British manners died somewhere around 1978, didn't they? They developed a persistent cough when the last man with a pocket handkerchief and well-shined shoes stepped aside to allow what he called a lady to pass through a doorway – and was told what a patronising old chauvinist he was. They were sent for a chest X-ray when schoolboys stopped raising their caps. They took to their bed when pedestrians ceased to acknowledge drivers who braked to let them cross the road. And they were delivered into the hands of the funeral directors when wishing colleagues "Good morning" became regarded not as standard practice but as an eccentricity.
That, at any rate, is the popular theory, and you would think that, as a regular commuter on the London Underground, I would agree. After all, on most journeys I have to endure the intrusive racket of an impersonal stereo, or watch as one of the capital's many excessively overweight travellers sits splay-thighed across more than one seat. But in recent times I have learnt that, beneath these mean city streets, manners, consideration and a smile eek out an existence on these jerky troglodyte trains.

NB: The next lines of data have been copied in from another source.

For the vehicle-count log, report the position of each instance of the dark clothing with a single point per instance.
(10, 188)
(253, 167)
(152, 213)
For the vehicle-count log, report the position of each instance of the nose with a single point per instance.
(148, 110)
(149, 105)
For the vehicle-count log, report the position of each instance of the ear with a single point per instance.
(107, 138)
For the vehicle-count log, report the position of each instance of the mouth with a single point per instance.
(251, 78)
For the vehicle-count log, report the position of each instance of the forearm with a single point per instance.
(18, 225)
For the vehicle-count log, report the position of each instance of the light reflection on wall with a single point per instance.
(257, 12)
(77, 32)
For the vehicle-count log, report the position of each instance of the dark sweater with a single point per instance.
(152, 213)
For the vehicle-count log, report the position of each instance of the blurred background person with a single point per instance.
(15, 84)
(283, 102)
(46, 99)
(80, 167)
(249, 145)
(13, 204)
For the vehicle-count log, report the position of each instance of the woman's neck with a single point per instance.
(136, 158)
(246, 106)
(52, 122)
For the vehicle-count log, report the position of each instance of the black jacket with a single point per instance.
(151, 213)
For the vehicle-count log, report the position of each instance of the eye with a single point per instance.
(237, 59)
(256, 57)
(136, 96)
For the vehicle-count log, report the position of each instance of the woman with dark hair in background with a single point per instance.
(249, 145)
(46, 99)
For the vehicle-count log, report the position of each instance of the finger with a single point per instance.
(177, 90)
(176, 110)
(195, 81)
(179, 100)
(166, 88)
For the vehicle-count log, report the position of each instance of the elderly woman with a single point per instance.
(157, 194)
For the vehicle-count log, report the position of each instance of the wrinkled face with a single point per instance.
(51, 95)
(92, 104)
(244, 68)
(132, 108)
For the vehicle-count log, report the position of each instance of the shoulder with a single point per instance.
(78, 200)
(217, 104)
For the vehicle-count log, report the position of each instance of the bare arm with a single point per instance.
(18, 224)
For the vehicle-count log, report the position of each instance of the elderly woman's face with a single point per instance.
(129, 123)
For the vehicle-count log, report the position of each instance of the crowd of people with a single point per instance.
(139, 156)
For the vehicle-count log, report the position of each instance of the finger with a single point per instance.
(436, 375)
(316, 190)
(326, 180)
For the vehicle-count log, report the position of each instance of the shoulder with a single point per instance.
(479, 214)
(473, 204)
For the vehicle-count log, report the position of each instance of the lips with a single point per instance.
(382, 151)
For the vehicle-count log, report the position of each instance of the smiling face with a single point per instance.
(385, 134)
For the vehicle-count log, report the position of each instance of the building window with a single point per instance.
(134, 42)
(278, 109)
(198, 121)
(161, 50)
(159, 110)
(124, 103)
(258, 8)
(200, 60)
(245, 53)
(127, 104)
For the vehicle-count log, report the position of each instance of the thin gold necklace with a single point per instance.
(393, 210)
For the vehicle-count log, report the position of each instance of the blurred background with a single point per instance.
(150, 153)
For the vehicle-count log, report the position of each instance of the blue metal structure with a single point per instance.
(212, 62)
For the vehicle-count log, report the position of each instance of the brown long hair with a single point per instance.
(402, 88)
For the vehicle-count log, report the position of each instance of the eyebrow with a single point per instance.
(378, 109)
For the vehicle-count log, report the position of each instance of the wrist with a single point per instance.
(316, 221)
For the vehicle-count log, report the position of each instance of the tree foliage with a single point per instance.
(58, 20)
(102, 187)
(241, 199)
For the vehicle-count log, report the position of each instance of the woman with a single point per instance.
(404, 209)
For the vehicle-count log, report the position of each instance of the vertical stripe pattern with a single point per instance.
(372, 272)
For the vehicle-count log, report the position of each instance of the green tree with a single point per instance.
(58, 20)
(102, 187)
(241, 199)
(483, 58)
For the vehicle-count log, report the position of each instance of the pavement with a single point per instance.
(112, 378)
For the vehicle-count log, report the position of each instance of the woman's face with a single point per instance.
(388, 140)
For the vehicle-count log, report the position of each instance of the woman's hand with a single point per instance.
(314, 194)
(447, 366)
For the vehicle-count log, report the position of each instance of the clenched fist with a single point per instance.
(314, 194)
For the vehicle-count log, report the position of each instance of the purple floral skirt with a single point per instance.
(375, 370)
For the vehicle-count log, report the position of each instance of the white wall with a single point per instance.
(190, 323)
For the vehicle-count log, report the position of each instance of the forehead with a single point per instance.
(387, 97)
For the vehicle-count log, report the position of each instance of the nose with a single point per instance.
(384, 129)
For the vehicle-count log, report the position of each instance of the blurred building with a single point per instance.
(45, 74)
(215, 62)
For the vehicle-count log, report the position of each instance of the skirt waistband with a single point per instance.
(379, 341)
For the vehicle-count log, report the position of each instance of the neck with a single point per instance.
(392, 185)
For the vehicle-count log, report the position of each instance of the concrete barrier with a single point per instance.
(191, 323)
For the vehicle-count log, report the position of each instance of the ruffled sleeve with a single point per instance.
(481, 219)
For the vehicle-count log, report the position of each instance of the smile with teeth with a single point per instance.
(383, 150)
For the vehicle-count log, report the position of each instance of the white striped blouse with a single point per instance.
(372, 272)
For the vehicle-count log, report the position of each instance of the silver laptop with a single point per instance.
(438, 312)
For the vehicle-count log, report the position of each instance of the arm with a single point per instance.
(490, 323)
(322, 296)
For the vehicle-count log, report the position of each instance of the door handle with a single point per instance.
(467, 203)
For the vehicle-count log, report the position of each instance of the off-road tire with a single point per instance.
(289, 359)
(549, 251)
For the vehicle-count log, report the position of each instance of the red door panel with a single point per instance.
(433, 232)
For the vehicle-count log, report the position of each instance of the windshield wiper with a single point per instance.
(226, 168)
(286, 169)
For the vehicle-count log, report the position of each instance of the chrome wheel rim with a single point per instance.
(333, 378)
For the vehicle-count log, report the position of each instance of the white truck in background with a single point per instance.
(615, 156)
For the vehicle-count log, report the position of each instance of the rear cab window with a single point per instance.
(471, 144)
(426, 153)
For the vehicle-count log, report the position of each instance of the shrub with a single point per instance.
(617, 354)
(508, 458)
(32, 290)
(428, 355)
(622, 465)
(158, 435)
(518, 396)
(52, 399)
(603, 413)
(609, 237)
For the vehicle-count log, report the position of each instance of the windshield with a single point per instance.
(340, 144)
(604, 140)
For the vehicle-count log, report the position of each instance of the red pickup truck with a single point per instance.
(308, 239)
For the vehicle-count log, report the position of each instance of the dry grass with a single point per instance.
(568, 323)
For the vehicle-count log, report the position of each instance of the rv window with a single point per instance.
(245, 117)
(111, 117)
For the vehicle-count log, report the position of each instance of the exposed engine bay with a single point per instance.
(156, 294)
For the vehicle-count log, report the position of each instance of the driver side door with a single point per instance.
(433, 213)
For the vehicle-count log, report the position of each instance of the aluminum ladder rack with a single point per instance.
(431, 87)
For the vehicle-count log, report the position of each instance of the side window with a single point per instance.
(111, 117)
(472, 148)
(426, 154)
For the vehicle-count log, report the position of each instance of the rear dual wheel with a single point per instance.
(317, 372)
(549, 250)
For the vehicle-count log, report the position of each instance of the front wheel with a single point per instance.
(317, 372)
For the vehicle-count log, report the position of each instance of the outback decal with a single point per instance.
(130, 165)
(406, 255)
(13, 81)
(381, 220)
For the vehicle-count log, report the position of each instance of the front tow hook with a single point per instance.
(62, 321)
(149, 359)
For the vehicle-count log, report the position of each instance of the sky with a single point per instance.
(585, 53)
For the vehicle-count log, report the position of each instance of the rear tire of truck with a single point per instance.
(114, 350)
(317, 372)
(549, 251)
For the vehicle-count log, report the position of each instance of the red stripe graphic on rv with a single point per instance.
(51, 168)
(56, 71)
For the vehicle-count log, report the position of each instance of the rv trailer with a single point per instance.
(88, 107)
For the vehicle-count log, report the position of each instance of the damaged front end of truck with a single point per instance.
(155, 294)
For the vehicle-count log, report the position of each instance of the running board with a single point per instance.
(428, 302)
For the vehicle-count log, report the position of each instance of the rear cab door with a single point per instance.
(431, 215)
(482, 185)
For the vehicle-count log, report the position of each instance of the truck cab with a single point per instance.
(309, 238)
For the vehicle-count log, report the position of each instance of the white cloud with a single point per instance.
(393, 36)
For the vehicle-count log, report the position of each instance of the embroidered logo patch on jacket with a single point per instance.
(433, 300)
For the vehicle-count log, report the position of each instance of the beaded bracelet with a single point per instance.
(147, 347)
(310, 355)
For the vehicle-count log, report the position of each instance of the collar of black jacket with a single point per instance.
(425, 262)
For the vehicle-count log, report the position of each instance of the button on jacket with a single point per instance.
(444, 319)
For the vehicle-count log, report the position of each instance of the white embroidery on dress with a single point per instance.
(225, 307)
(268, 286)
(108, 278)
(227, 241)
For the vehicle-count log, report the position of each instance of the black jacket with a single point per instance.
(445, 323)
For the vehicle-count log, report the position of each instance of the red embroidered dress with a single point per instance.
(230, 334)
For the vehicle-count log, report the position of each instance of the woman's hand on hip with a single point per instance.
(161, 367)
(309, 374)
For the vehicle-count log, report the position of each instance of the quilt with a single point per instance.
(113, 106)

It first happened last year. I had turned 60, and, although my appearance had never encouraged vanity, I was still somewhat taken aback that, as I stood on a Circle Line train, a young woman should rise and offer me her seat. Since then, it has happened with increasing frequency – a tribute, probably, both to the obviously debilitating effects of a lifetime of journalism yet also to the politeness of our young women. Curiously, no male has yet taken pity on this grey-haired grandfather swaying between Gloucester Road and South Kensington. Nor, for that matter, has any child looked at me and, fearing that I may not survive the rigours of the journey while upright, offered me its seat.
And what has been my response to these kindnesses of women? Well, once, I confess, I accepted the offer, mainly because I had much writing to do, and could at least cram a few paragraphs in while seated. But generally I decline, normally with a cheery: "Thank you. It's very kind. But I only look old." They smile. I smile. And my wife finds it all hilarious.